A recent article from Grailed opened with this statement about the intersection of art and streetwear: “Over the past decade, the gap between the art and fashion world has all but diminished. While fine artists are still held in higher regard than fashion designers by cultural critics—though, that model is changing—the cultures surrounding the respective disciplines have largely become one and the same. Today, fans are as just as likely to wait in line for a limited Takashi Murakami or James Jean print as they are for a Supreme or Off-White drop.”
Artist James Jean
If those names are not as familiar to you as you might like, we can turn to a Hypebot article that spoke of the ways that music and fashion “thrive as one.” In it, they say that big bands are leaning on big brands and described the “symbiotic relationship between band and brand” as mutually beneficial.

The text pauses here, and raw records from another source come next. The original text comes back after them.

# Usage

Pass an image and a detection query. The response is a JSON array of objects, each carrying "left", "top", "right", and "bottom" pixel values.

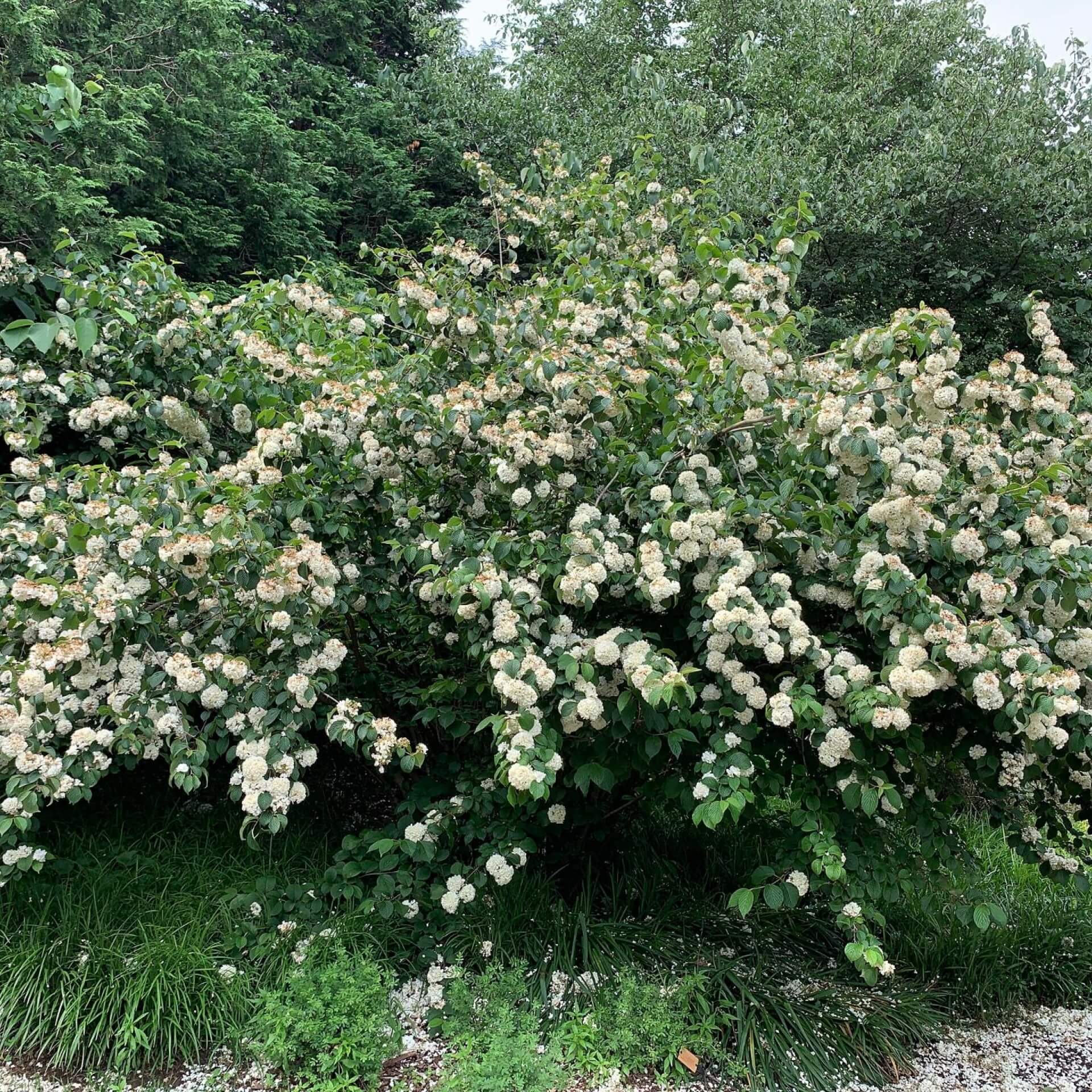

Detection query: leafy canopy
[{"left": 0, "top": 144, "right": 1092, "bottom": 988}]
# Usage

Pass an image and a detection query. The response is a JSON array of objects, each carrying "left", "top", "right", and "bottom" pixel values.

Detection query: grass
[
  {"left": 0, "top": 799, "right": 332, "bottom": 1070},
  {"left": 886, "top": 820, "right": 1092, "bottom": 1017},
  {"left": 0, "top": 806, "right": 1092, "bottom": 1089}
]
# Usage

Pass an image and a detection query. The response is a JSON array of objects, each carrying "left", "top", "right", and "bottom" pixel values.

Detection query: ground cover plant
[{"left": 0, "top": 801, "right": 1092, "bottom": 1087}]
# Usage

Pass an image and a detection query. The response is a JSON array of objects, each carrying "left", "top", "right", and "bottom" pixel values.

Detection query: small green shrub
[
  {"left": 558, "top": 970, "right": 717, "bottom": 1074},
  {"left": 439, "top": 965, "right": 562, "bottom": 1092},
  {"left": 437, "top": 964, "right": 540, "bottom": 1045},
  {"left": 438, "top": 1021, "right": 562, "bottom": 1092},
  {"left": 251, "top": 947, "right": 399, "bottom": 1090}
]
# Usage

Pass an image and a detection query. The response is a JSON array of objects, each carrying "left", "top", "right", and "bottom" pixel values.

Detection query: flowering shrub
[{"left": 0, "top": 140, "right": 1092, "bottom": 987}]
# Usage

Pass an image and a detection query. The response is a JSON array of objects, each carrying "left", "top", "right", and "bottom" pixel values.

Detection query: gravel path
[
  {"left": 842, "top": 1009, "right": 1092, "bottom": 1092},
  {"left": 0, "top": 1008, "right": 1092, "bottom": 1092}
]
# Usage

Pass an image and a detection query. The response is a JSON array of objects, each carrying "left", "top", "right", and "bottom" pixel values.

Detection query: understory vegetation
[
  {"left": 0, "top": 0, "right": 1092, "bottom": 1092},
  {"left": 0, "top": 801, "right": 1092, "bottom": 1092}
]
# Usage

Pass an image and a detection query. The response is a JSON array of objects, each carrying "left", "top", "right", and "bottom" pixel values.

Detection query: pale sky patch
[{"left": 460, "top": 0, "right": 1092, "bottom": 61}]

The article goes on to explain that fashion retailers and brands are noted for associating themselves with playlists on sites like Soundcloud and other similar entities, playing the lists for “in-store” experiences or emphasizing specific artists and collaborations during runway shows or other events.

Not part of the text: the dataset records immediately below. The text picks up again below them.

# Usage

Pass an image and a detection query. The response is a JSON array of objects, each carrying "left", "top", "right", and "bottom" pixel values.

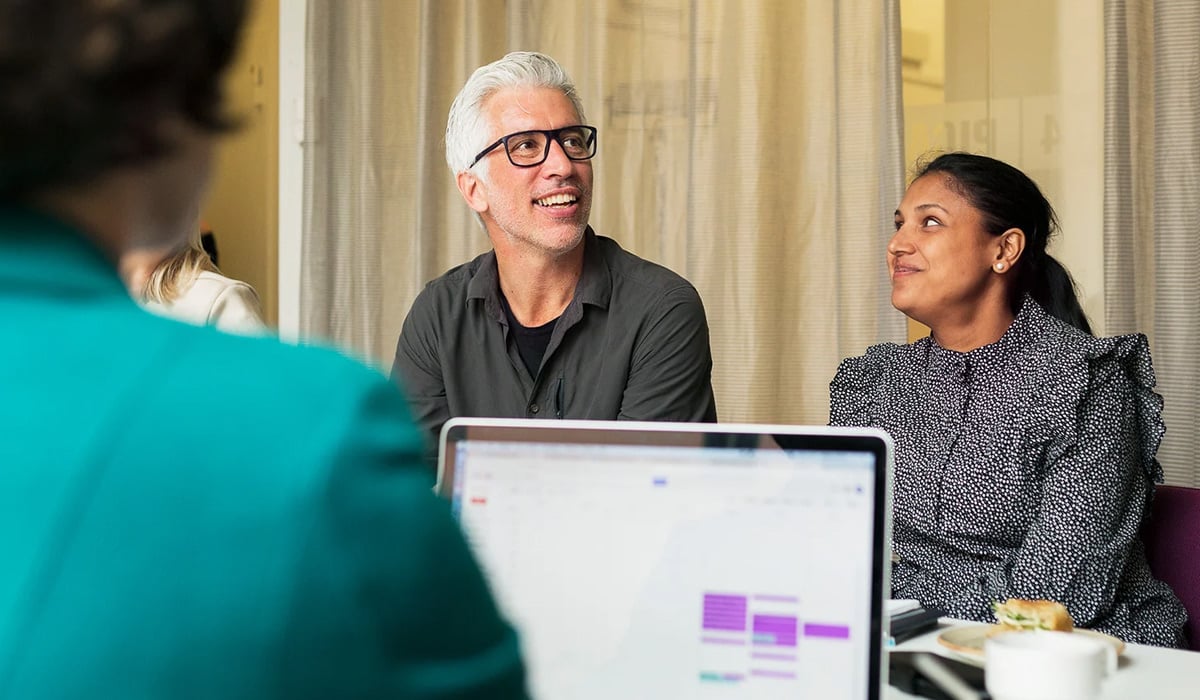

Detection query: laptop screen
[{"left": 439, "top": 419, "right": 890, "bottom": 700}]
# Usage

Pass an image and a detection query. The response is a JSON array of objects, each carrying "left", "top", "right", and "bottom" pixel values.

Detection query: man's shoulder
[{"left": 595, "top": 235, "right": 696, "bottom": 293}]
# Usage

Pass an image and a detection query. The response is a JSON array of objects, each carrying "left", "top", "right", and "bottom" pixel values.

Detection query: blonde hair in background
[{"left": 142, "top": 223, "right": 221, "bottom": 304}]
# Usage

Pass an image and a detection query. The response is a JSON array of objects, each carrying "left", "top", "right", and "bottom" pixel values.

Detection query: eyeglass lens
[{"left": 504, "top": 126, "right": 595, "bottom": 166}]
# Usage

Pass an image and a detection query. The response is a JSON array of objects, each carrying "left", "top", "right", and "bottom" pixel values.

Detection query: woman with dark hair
[
  {"left": 830, "top": 152, "right": 1186, "bottom": 646},
  {"left": 0, "top": 0, "right": 527, "bottom": 699}
]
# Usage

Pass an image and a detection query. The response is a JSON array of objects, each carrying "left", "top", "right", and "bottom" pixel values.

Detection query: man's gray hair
[{"left": 446, "top": 52, "right": 583, "bottom": 175}]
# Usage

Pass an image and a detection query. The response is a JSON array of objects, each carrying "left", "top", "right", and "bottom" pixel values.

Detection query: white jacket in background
[{"left": 145, "top": 271, "right": 266, "bottom": 335}]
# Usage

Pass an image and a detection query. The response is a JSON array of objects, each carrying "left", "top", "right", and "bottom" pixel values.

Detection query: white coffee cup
[{"left": 984, "top": 632, "right": 1117, "bottom": 700}]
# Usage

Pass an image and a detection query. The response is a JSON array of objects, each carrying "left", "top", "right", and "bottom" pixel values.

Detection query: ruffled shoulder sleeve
[
  {"left": 1087, "top": 333, "right": 1166, "bottom": 484},
  {"left": 829, "top": 342, "right": 902, "bottom": 426},
  {"left": 1051, "top": 333, "right": 1166, "bottom": 483}
]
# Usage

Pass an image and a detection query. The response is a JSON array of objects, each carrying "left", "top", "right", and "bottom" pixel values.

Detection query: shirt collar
[{"left": 929, "top": 294, "right": 1049, "bottom": 366}]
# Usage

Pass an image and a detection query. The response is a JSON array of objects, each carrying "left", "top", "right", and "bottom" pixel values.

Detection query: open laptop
[{"left": 437, "top": 419, "right": 892, "bottom": 700}]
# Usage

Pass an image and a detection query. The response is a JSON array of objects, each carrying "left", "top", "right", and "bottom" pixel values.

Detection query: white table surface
[{"left": 883, "top": 618, "right": 1200, "bottom": 700}]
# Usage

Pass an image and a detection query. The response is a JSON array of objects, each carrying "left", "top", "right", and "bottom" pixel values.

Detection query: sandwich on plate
[{"left": 991, "top": 598, "right": 1075, "bottom": 632}]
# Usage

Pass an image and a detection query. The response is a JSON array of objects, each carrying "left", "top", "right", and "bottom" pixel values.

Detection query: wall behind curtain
[
  {"left": 1104, "top": 0, "right": 1200, "bottom": 486},
  {"left": 301, "top": 0, "right": 905, "bottom": 423}
]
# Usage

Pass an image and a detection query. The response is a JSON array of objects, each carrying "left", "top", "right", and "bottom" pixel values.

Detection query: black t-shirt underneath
[{"left": 500, "top": 294, "right": 558, "bottom": 379}]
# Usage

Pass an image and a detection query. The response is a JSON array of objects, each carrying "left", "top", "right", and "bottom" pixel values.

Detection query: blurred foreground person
[{"left": 0, "top": 0, "right": 526, "bottom": 699}]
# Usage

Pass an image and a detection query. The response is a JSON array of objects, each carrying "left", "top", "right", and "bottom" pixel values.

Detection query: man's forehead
[{"left": 481, "top": 85, "right": 580, "bottom": 133}]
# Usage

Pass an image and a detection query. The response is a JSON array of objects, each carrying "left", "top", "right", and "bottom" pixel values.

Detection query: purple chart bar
[
  {"left": 804, "top": 622, "right": 850, "bottom": 639},
  {"left": 703, "top": 593, "right": 746, "bottom": 632},
  {"left": 751, "top": 615, "right": 796, "bottom": 646}
]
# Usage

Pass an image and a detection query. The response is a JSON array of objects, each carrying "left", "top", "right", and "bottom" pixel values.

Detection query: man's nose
[
  {"left": 888, "top": 226, "right": 912, "bottom": 256},
  {"left": 541, "top": 138, "right": 575, "bottom": 173}
]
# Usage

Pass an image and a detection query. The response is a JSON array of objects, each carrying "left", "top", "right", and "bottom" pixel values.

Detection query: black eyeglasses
[{"left": 467, "top": 125, "right": 596, "bottom": 169}]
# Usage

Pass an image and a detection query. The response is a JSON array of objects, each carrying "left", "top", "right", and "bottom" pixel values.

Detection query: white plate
[{"left": 937, "top": 624, "right": 1124, "bottom": 666}]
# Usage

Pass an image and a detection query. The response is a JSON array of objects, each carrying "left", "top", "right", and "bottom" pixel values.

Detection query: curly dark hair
[{"left": 0, "top": 0, "right": 247, "bottom": 199}]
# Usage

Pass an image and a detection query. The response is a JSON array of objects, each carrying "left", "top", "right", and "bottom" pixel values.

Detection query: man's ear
[
  {"left": 454, "top": 170, "right": 487, "bottom": 214},
  {"left": 995, "top": 228, "right": 1025, "bottom": 270}
]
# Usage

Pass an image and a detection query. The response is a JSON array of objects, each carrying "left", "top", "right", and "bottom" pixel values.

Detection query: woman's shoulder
[
  {"left": 834, "top": 340, "right": 925, "bottom": 384},
  {"left": 1039, "top": 303, "right": 1156, "bottom": 387},
  {"left": 829, "top": 341, "right": 926, "bottom": 425}
]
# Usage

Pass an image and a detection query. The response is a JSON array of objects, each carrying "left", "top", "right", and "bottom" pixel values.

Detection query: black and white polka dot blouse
[{"left": 830, "top": 294, "right": 1186, "bottom": 646}]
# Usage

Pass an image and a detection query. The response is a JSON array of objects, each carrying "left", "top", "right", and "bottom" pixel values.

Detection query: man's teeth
[{"left": 536, "top": 195, "right": 575, "bottom": 207}]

Clearly, music and fashion are a natural link, but what about those artists who want to pair and merge their work with fashion and music?
We can return to that Grailed article that described the artist known as KAWS. Describing him as a “Jersey-born artist, Donnelly’s penchant for collaborations, evocative illustrations and toys have made him a fixture of 21st-century pop culture.” Saying he is influential in all spheres and “culture at large,” it examines his path specifically to consider how art, music, and fashion are coming together more than ever to enable all involved to authentically express something new.
KAWS as Example
Kaws grew up skateboarding and doing graffiti, which led him to New York. The article explains that ” when he was growing up, graffiti was really the one outlet for young creatives who had an interest in art but limited access. After graduating high school in 1993, Donnelly began experimenting with his trademark ‘X’ and skull and crossbones, rather than just lettering.”

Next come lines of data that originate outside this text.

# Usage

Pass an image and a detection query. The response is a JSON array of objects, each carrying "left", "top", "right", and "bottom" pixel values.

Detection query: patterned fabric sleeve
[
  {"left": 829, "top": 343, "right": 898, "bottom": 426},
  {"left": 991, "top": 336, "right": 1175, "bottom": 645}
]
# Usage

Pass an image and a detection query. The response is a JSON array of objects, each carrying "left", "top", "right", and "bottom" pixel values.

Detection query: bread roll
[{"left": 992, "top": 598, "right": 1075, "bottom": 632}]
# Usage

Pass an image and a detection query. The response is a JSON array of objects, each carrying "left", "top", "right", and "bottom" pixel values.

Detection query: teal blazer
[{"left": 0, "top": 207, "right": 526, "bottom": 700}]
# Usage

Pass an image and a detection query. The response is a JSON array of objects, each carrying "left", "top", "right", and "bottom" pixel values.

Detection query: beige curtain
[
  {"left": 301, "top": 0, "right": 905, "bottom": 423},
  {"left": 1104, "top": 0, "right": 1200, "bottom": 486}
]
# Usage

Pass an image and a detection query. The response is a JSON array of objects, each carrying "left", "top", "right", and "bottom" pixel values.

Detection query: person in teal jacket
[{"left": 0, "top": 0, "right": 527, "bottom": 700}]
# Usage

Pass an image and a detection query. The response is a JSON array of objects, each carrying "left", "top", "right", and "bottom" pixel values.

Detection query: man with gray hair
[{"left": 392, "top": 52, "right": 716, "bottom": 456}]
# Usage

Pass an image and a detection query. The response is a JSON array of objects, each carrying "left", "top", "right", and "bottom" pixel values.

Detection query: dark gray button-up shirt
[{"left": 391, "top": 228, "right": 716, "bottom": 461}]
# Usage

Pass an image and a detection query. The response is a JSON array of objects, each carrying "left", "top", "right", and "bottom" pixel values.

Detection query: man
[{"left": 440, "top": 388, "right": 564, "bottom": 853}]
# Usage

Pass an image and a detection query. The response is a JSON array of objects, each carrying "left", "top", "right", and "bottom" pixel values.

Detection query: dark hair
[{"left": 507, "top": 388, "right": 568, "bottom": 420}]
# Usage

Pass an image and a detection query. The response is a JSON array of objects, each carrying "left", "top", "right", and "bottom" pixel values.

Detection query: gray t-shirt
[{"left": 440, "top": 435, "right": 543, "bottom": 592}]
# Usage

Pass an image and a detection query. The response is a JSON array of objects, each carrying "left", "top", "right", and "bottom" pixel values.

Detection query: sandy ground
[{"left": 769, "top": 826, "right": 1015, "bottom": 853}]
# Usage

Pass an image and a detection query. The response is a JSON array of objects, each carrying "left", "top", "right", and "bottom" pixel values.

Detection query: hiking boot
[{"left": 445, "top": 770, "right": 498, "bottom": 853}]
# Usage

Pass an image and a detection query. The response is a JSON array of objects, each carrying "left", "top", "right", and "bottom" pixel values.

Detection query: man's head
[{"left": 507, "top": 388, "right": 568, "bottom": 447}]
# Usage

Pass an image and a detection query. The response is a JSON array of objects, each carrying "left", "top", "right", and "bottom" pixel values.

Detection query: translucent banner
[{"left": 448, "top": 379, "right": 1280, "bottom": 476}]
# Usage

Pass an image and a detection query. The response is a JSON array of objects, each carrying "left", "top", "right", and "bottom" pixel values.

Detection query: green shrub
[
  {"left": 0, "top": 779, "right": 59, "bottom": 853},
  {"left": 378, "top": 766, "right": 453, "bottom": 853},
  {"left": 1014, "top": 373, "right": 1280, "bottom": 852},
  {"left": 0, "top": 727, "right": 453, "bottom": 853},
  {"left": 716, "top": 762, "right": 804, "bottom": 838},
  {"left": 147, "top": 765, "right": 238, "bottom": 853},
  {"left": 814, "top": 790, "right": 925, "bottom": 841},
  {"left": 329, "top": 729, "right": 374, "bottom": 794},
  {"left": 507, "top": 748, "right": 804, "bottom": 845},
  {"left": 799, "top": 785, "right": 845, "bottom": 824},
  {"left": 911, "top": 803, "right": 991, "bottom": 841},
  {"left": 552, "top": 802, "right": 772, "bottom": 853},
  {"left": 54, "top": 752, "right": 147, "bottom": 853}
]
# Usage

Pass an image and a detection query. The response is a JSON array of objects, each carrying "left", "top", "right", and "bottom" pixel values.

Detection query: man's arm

This inspired him to seek a formal education at the School of Visual Arts, and to art as a viable career. He began illustrating and cartooning, and this led his graffiti to a newer level. As he said, “Managing to procure a key that unlocked the advertising panels of phone booths and bus stands,” he soon was “subvertising” by adding his tags to famous fashion ads. Once thought of as vandalism, such acts today are looked at as art, and soon he set his sights elsewhere.
He headed to Japan, where his “work with the burgeoning streetwear scene helped KAWS become global.”
By the early 2000s, KAWS had become a favorite of the emerging hip-hop scene in the U.S. and was a “buzz-worthy name not only amongst rappers but American street culture at large. As rappers began buying BAPE, they inevitably ran into the KAWS collaboration. By the latter half of the decade, KAWS wasn’t familiar to just Japanese tastemakers, but to Pharrell, Jay-Z and Kanye West, as well as anyone who followed street culture on the internet’s earliest forums and blogs.”
Clearly, that shows the easy flow and dynamic that can emerge as artists inspire fashion, and fashion catches the eye of musicians who lean into the message or dynamics at work. KAWS went on to appear in brands like OriginalFake (an influential streetwear brand), a line of Vans sneakers, Nike items, and more. Kanye West came calling in 2008, and art galleries were soon booking him.
Is KAWS the only example of his kind? No, we can look at scores of other names in any segment – Kanye West as an example, is a fashion designer, music maker, and performer, and artist. It is all about expression, and this merging of three single streams of creativity into one channel is an exciting reflection of our times.